My daughter lives in Sale.  She would tell you that it always rains in Manchester .  I trust all those zombies had waterproof mobiles. Shame none of them could afford decent clothes.


----------



## -Oy- (Jun 9, 2019)

Capt Lightning said:


> My daughter lives in Sale.  She would tell you that it always rains in Manchester .  I trust all those zombies had waterproof mobiles. Shame none of them could afford decent clothes.



Ooooh Sale! Posh! They get out of the bath to pee in Sale


----------



## Bee (Jun 10, 2019)

Lovely photos -Oy-


----------



## oldman (Jun 10, 2019)

Nice quality of your pictures.

The kids look like an English version of Walmart shoppers.


----------



## -Oy- (Jun 11, 2019)

Thanks both.


----------



## Shalimar (Jun 11, 2019)

Perceptions  of decent clothes often change with time. My mini dresses with no bra and matching hot pants were considered less than decent as was my nose stud. I loved to push boundaries. Now no one would care. Today’s young have fun doing the same thing. Right of passage into adulthood. Hope they have as much fun as I did.


----------



## -Oy- (Jun 11, 2019)

Shalimar said:


> Perceptions  of decent clothes often change with time.
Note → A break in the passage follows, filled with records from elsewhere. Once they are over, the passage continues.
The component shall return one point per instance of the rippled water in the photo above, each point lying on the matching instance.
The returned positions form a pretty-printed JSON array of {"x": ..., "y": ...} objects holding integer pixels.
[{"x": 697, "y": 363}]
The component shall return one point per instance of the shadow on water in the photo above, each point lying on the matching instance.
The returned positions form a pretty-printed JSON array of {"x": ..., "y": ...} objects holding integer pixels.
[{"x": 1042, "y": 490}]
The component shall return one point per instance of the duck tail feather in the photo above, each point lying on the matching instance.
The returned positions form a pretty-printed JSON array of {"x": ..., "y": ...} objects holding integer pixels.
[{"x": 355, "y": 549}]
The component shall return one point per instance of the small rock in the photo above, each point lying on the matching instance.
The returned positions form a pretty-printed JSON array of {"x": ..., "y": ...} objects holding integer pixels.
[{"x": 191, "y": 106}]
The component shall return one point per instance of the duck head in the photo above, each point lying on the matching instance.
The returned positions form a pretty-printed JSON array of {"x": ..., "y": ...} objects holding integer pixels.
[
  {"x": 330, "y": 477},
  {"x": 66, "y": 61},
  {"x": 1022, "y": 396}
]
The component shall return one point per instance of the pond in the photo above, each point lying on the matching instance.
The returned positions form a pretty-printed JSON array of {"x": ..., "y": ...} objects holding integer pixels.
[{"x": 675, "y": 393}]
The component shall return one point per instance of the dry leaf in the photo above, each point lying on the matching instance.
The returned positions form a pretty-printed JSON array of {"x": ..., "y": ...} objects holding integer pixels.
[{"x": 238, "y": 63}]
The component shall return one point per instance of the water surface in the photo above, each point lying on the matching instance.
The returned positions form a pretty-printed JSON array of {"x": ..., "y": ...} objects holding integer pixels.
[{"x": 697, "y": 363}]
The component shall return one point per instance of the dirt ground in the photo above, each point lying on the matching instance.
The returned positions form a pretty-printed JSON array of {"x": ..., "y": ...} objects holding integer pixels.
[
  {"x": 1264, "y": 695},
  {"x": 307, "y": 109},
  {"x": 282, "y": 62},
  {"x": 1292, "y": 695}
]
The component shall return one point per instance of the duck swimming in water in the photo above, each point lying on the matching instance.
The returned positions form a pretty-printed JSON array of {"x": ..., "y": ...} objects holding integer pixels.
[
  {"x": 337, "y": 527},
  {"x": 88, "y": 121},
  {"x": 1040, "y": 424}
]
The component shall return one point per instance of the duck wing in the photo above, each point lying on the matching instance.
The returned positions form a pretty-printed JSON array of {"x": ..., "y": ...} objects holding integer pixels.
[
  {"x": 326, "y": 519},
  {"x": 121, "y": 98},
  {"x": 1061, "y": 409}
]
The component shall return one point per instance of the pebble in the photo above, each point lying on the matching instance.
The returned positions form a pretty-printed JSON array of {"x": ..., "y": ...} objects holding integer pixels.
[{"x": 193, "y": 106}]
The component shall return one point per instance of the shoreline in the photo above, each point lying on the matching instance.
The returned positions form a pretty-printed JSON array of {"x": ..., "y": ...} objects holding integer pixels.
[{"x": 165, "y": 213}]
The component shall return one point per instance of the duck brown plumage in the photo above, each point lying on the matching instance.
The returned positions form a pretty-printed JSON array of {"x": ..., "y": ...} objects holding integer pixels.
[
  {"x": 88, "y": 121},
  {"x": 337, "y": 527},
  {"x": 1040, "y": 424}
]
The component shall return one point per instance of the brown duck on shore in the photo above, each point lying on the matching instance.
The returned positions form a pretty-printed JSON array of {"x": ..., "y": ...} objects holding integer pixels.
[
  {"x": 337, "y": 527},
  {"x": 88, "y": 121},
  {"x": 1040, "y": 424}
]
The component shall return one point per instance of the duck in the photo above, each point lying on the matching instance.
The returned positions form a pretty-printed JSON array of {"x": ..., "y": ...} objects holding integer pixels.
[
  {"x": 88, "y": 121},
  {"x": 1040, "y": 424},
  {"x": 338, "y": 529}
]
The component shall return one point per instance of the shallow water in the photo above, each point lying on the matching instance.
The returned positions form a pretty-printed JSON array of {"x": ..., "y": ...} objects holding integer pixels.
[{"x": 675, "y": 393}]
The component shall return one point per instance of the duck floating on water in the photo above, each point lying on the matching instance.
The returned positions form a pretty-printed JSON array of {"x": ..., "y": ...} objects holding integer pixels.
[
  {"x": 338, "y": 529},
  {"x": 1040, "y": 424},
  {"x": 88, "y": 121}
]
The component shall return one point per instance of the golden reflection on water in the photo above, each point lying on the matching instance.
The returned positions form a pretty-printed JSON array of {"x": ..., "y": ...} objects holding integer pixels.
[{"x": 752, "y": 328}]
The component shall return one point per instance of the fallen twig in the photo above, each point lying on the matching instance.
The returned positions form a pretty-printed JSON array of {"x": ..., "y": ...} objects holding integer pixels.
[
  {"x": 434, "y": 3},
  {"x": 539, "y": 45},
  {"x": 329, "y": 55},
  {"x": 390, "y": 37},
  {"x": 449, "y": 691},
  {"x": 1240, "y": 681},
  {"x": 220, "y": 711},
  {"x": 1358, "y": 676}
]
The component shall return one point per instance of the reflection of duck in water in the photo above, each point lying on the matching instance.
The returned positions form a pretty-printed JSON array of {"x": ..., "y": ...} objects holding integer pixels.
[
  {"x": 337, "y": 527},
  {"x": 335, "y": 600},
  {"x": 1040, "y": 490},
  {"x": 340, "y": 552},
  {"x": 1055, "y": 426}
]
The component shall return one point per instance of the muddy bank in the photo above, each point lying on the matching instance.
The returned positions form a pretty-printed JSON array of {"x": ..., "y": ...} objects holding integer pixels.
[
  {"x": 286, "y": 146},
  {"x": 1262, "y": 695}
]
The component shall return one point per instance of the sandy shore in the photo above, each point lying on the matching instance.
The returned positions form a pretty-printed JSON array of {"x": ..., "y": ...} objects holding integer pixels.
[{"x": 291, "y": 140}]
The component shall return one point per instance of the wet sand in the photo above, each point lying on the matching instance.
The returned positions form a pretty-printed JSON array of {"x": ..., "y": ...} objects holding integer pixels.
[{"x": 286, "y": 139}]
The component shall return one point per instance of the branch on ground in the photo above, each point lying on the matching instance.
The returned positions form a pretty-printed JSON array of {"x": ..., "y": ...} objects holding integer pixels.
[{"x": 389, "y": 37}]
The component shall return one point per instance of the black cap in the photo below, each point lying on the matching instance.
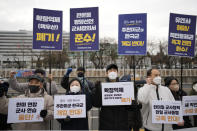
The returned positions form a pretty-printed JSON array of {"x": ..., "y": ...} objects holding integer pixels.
[
  {"x": 114, "y": 66},
  {"x": 36, "y": 77}
]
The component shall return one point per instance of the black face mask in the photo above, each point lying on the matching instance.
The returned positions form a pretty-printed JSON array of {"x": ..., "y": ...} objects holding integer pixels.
[
  {"x": 80, "y": 74},
  {"x": 34, "y": 89}
]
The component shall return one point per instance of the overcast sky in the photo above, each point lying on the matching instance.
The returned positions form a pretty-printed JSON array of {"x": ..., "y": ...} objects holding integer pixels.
[{"x": 18, "y": 14}]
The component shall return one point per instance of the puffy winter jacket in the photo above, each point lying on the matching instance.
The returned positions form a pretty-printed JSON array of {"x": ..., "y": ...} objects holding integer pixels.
[
  {"x": 77, "y": 123},
  {"x": 145, "y": 96},
  {"x": 48, "y": 105},
  {"x": 110, "y": 117}
]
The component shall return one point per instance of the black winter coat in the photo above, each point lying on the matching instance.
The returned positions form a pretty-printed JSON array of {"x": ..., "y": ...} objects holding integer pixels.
[
  {"x": 187, "y": 122},
  {"x": 77, "y": 123},
  {"x": 110, "y": 117}
]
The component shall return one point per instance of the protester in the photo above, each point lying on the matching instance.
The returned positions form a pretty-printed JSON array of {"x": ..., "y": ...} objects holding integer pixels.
[
  {"x": 21, "y": 87},
  {"x": 35, "y": 90},
  {"x": 173, "y": 84},
  {"x": 4, "y": 106},
  {"x": 149, "y": 92},
  {"x": 194, "y": 92},
  {"x": 75, "y": 88},
  {"x": 110, "y": 117},
  {"x": 88, "y": 85},
  {"x": 134, "y": 114}
]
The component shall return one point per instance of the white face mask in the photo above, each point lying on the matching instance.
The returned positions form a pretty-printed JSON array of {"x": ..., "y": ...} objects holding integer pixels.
[
  {"x": 195, "y": 87},
  {"x": 75, "y": 89},
  {"x": 112, "y": 75},
  {"x": 176, "y": 87},
  {"x": 157, "y": 80}
]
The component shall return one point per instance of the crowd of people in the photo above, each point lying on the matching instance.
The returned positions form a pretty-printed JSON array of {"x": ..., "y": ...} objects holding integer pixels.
[{"x": 135, "y": 116}]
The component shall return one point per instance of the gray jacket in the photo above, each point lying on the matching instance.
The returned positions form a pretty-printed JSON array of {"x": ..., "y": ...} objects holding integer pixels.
[{"x": 22, "y": 87}]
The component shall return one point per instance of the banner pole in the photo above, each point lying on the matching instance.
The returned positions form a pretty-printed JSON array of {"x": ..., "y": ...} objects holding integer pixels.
[
  {"x": 181, "y": 77},
  {"x": 135, "y": 89},
  {"x": 50, "y": 82}
]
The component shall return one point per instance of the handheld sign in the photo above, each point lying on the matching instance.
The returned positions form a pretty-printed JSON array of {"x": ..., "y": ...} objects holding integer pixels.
[
  {"x": 182, "y": 31},
  {"x": 117, "y": 93},
  {"x": 84, "y": 29},
  {"x": 47, "y": 29},
  {"x": 25, "y": 110},
  {"x": 132, "y": 34},
  {"x": 69, "y": 105},
  {"x": 169, "y": 112},
  {"x": 189, "y": 105}
]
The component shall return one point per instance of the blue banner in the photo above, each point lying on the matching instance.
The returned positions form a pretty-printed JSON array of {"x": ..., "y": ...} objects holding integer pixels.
[
  {"x": 132, "y": 34},
  {"x": 47, "y": 29},
  {"x": 84, "y": 29},
  {"x": 23, "y": 73},
  {"x": 182, "y": 31}
]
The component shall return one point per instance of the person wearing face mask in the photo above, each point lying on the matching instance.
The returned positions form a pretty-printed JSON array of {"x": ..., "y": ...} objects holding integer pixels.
[
  {"x": 75, "y": 88},
  {"x": 21, "y": 87},
  {"x": 87, "y": 85},
  {"x": 36, "y": 90},
  {"x": 194, "y": 92},
  {"x": 110, "y": 117},
  {"x": 173, "y": 84},
  {"x": 153, "y": 90}
]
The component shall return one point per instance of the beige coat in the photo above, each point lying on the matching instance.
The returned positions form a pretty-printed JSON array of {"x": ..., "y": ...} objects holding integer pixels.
[{"x": 48, "y": 105}]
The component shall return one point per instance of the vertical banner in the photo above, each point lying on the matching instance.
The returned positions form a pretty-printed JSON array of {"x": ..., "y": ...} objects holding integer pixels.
[
  {"x": 189, "y": 105},
  {"x": 69, "y": 105},
  {"x": 84, "y": 29},
  {"x": 117, "y": 93},
  {"x": 169, "y": 112},
  {"x": 182, "y": 31},
  {"x": 25, "y": 110},
  {"x": 47, "y": 29},
  {"x": 132, "y": 34}
]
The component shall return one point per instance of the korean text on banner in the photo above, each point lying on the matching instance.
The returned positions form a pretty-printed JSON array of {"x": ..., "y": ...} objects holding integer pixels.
[
  {"x": 69, "y": 105},
  {"x": 117, "y": 93},
  {"x": 169, "y": 112},
  {"x": 47, "y": 29},
  {"x": 25, "y": 110}
]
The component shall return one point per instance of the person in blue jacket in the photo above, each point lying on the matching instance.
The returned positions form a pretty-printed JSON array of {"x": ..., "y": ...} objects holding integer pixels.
[{"x": 75, "y": 88}]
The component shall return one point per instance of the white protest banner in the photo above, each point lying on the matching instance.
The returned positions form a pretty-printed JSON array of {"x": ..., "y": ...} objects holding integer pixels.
[
  {"x": 189, "y": 105},
  {"x": 169, "y": 112},
  {"x": 69, "y": 105},
  {"x": 25, "y": 110},
  {"x": 117, "y": 93}
]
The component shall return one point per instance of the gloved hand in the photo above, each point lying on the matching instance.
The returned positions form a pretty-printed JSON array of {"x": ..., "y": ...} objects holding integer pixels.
[
  {"x": 69, "y": 70},
  {"x": 67, "y": 119},
  {"x": 43, "y": 113}
]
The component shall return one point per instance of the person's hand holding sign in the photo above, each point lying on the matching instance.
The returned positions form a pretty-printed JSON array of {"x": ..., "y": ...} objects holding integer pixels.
[
  {"x": 12, "y": 74},
  {"x": 43, "y": 113},
  {"x": 181, "y": 123}
]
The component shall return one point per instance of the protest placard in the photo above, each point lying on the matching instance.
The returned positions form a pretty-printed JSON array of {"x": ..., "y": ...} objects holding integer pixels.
[
  {"x": 189, "y": 105},
  {"x": 182, "y": 32},
  {"x": 69, "y": 105},
  {"x": 25, "y": 110},
  {"x": 84, "y": 29},
  {"x": 117, "y": 93},
  {"x": 169, "y": 112},
  {"x": 132, "y": 34},
  {"x": 47, "y": 29}
]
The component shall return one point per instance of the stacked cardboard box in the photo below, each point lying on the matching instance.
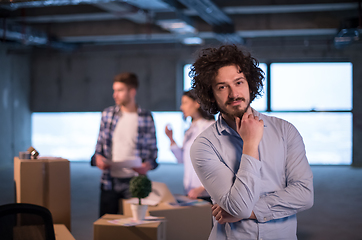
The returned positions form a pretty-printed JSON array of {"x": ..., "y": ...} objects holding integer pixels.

My mini dresses with no bra and matching hot pants were considered less than decent as was my nose stud. I loved to push boundaries. Now no one would care. Today’s young have fun doing the same thing. Right of passage into adulthood. Hope they have as much fun as I did.



Very well said


----------



## Shalimar (Jun 11, 2019)

-Oy- said:


> Very well said


Thank you.


----------



## Ruthanne (Jun 22, 2019)

Very nice photos Oy.


----------



## Ruthanne (Jun 22, 2019)

Shalimar said:


> Perceptions  of decent clothes often change with time. My mini dresses with no bra and matching hot pants were considered less than decent as was my nose stud. I loved to push boundaries. Now no one would care. Today’s young have fun doing the same thing. Right of passage into adulthood. Hope they have as much fun as I did.


I used to push those boundaries too when young.  I had a lot of fun doing it, too!


----------



## Shalimar (Jun 22, 2019)

Ruthanne said:


> I used to push those boundaries too when young.  I had a lot of fun doing it, too!


Come to think of it, i still do.


----------



## -Oy- (Jun 23, 2019)

Reminds me of this...

https://www.scottishpoetrylibrary.org.uk/poem/warning/


----------



## Shalimar (Jun 25, 2019)

-Oy- said:


> Reminds me of this...
> 
> https://www.scottishpoetrylibrary.org.uk/poem/warning/


I love that poem. My aunt gave me a copy some years ago.


----------



## Keesha (Jun 26, 2019)

Shalimar said:


> Come to think of it, i still do.



Me too :laugh: 
And I have leopard leggings similar to the girl in the first post as well as the khakis coloured coat and black shorts in the last one. They look like regular kids having fun in the rain. 

Nice photos Oy.


----------



## Keesha (Jun 26, 2019)

Shalimar said:


> I love that poem. My aunt gave me a copy some years ago.


So do I. That’s me through and through. :yes:


----------



## Shalimar (Jun 26, 2019)

Absolutely, Keesha.


----------